First Impressions: Blackfish City by Sam J. Miller

Earlier this year, I was blown away by Sam J. Miller’s debut YA novel, The Art of Starving. It was a beautiful, raw, warm, funny, and heartbreaking experience. I was already familiar with Miller’s short fiction, but that did little to prepare me for the emotional rollercoaster of protagonist Matt’s journey of self-discovery, super powers, and overcoming the perilous challenges of teenagedom.

Finishing The Art of Starving was like adding rocket fuel to my anticipation for Blackfish City, Miller’s debut adult novel. As soon as it released, I bought an audiobook copy, and, boy howdy, Miller’s outdone himself. Blackfish City is a tour-de-force of incredible, prescient worldbuilding, lush prose, and characters that are achingly real.
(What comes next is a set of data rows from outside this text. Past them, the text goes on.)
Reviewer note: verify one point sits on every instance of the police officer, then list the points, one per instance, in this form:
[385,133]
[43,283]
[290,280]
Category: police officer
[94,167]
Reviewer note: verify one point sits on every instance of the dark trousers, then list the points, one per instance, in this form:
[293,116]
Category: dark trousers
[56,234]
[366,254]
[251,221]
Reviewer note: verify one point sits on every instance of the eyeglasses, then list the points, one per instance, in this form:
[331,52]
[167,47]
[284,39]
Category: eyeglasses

The eponymous city, called Qaanaaq, is a floating refugee city ruled by crime syndicates and landlords. It was constructed in the Arctic Circle, post climate change-fueled worldwide flooding, and, like any city populated by people fleeing dead or dying cultures and societies, is rich and diverse, but also suffers from many challenges. Blackfish City follows four people—Kaev, Soq, Fill, and Ankat—and their intertwined conflicts. Life in Qaanaaq is disrupted by the arrival of the Orcamancer, a woman riding an Orca, accompanied by a polar bear, and it soon becomes apparent that the lives and fates of Kaev, Soq, Fill, and Ankat are entwined with the mysterious visitor’s arrival. It’s a story about privilege and self-identification, hope, colliding cultures, and oppression. Like all of Miller’s work, it has a lot to say about the state of the world, and the dangers we face moving forward if things don’t change.

As searing as the personal conflicts are, and as engaging as the mystery surrounding the Orcamancer and the breaks is, I think my favourite aspect of the novel is its tremendous worldbuilding. Miller has effortlessly created a setting that breathes life, and presents many faces, each of which gives us a better understanding of the city and its residents.
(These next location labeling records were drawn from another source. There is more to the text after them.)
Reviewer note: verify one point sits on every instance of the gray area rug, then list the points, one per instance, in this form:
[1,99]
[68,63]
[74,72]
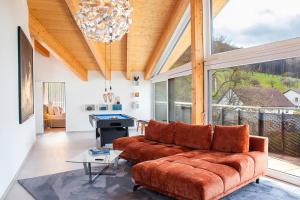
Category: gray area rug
[72,185]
One of my favourite examples of this rich worldbuilding is an offhand thought by one of the characters about the “cancer” years. The world of Blackfish City isn’t without its health problems, and is, in fact, centered around a sexually-transmitted disease called “the breaks”, but Miller, in a manner that’s almost hopeful in its brevity, drops a huge bomb, and then just… let’s it sit there. Like it’s normal. Like it’s something that’s been celebrated, accepted, and then moved past. There’s no long-winded exposition about how cancer was cured. It just was. And in that off-handed way, Miller gives the reader hope about a world that, while breaking down in some ways, is progressing in others.
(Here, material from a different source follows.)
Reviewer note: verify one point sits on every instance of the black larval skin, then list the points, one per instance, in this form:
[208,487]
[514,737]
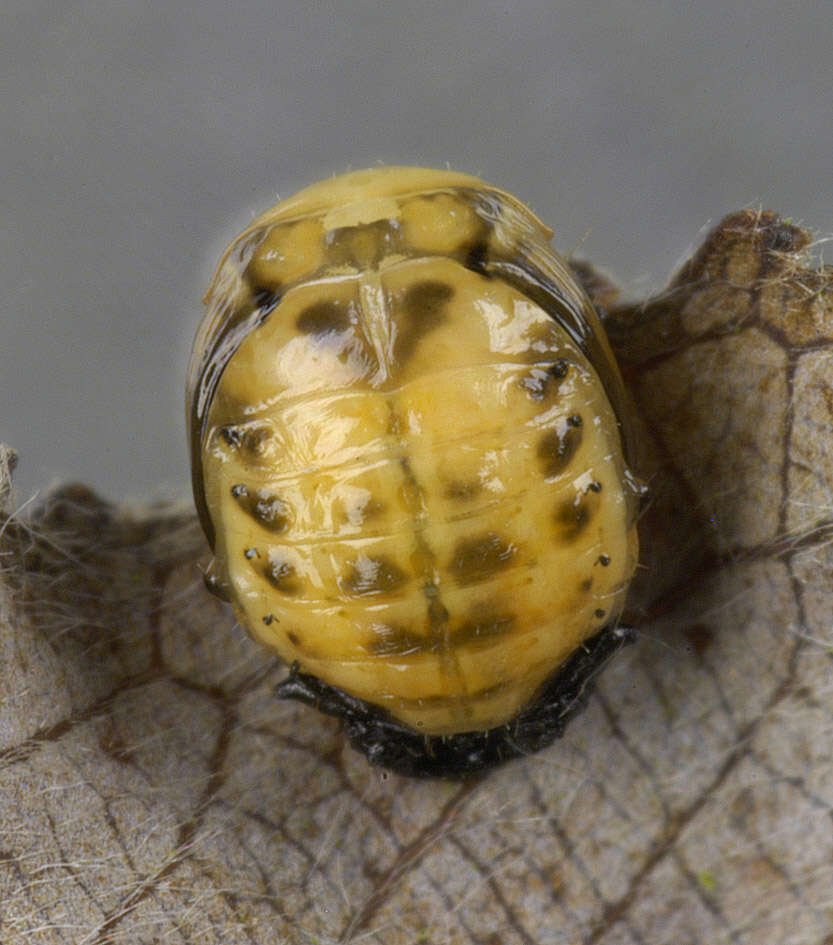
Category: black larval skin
[392,745]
I also love the way that Miller adapts and blends traditional Inuit and First Nations mythologies and cultures within his futuristic, almost post-apocalyptic themes and setting. Qaanaaq is a blend of real world cultures, but Miller’s deft and gentle hand allows all of those people to coexist, even as they come together to form something wholly new.

I’m only halfway through, but it’s clear that Blackfish City is one of 2017’s best novels, and Miller himself is on his way to stardom.